The gift of Christmas

Ever since I was a young boy, I have always been fascinated by Charles Dickens’ A Christmas Carol.  

The ageless story of Ebenezer Scrooge is a beloved holiday classic, powerfully illustrating the transforming grace of love.  

The ghosts of Christmas Past, Present, and Future take Scrooge on a journey through his life, revealing the pain of his loveless and lonely childhood, the promise of a budding romance with a wonderful young lady, his early success as a clerk, the tragic death of his sister, and his growing business acumen.  

Gradually, the lure of greed and wealth constricts Ebenezer’s heart, as he shuts love, friendship, joy, and generosity out of his life.  

In the end, he sees with terrifying clarity how his present lonely, sad, and selfish life will end: Dying alone, unloved, and forgotten.

This shocking vision of how a futile life without love will turn out shakes Scrooge to the core of his soul and converts him on the spot!

He wakes up on Christmas morning a profoundly changed man. He apologizes to his nephew, whom he has snubbed for years; he raises Bob Cratchit’s salary, the man who serves as his clerk; and Scrooge becomes a beloved, paternal figure in the life of the Cratchit family, especially Tiny Tim.  

He became a man of abundant love, joy, generosity, and good cheer. No one in all of London kept Christmas as Ebenezer Scrooge kept it.

The love of Christ

In the wonder of Christmas, we experience the amazing and transforming power of the love of Christ, who comes into the world to rescue the human race from sin and death.

When we let this divine life of mercy and grace enter into our lives and hearts, like Scrooge, we discover the beauty of life, the joy of generosity, and the gift of compassion.

Our souls magnify the Lord as we experience the sheer gift of our life in Christ.

The liturgical year is a grand circle of celebration of the Christ event, as the Church moves through the sacred seasons marking Jesus’ birth, life, death, and Resurrection.

We come back every December 25 to the astounding truth of the Incarnation.

I like to think of this prayerful circle as an ascending spiral staircase.
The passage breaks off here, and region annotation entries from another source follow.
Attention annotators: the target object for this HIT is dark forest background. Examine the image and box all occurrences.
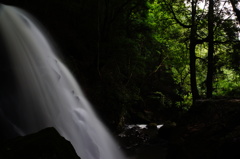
[0,0,240,133]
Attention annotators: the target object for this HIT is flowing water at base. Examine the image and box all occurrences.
[0,5,125,159]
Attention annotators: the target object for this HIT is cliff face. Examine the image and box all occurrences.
[0,128,80,159]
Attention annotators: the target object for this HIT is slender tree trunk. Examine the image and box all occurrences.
[189,0,199,104]
[206,0,214,98]
[230,0,240,23]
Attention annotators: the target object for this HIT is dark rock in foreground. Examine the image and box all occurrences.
[0,128,80,159]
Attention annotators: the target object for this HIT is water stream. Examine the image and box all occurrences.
[0,5,124,159]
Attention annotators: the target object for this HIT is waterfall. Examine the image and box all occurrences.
[0,5,124,159]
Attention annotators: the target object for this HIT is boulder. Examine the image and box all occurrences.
[0,127,80,159]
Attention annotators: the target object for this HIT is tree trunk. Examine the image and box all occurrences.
[206,0,214,98]
[230,0,240,23]
[189,0,199,104]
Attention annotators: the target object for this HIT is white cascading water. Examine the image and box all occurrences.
[0,5,125,159]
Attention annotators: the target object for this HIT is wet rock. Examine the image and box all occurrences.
[0,128,80,159]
We circle around, but we have ascended higher since we passed this spiritual point last year.

We can ask ourselves, therefore: How will our experience of Christmas be different this year? How have we grown spiritually? Is my experience of God and my fidelity to the Gospel somehow richer and deeper than it was a year ago? Am I more loving, compassionate, and merciful? Have I allowed the Lord to root out more sin, selfishness, fear, and anger from my heart?

He enters the world

In the birth of Christ, God entered the world in silence, humility, and poverty.

His Advent is unobtrusive, only known and noticed by a few.

The King of Kings has no grand entrance; no blare of horns announces His birth; He is laid in a manger for animals, not on a feather mattress in an opulent palace.

His courtiers are rough shepherds from the countryside, not royal attendants.

This beautiful paradox of God’s simplicity teaches us to look for Him in humble places —  the Eucharistic Host at Mass, the longing glance of a homeless woman, the inspiration of God’s Word, the silence of prayer, and the love of family and friends.

No matter how sad, broken, violent, and poor the world may seem at any given moment, Christmas lifts the human spirit, bidding us to embrace our better angels.

In the birth of the Lord, God has broken through every barrier and wall — the separation between divinity and humanity, the wall between eternal life and this world of death, and the distance between grace and sin — to identify with us and unite Himself to us.

By embracing our human nature, Jesus forgives, transforms, and saves us from within our own experience.

As Ebenezer Scrooge painfully and joyfully discovered, life without love, an existence turned in on itself, a heart cut off from joy and kindness, becomes a living death.

At Christmas, God gives us the chance to live as He always intended us to and how we deep down want to live.

As Tiny Tim so memorably said, “God bless us, every one!”

A joyous and blessed Christmas to all of you!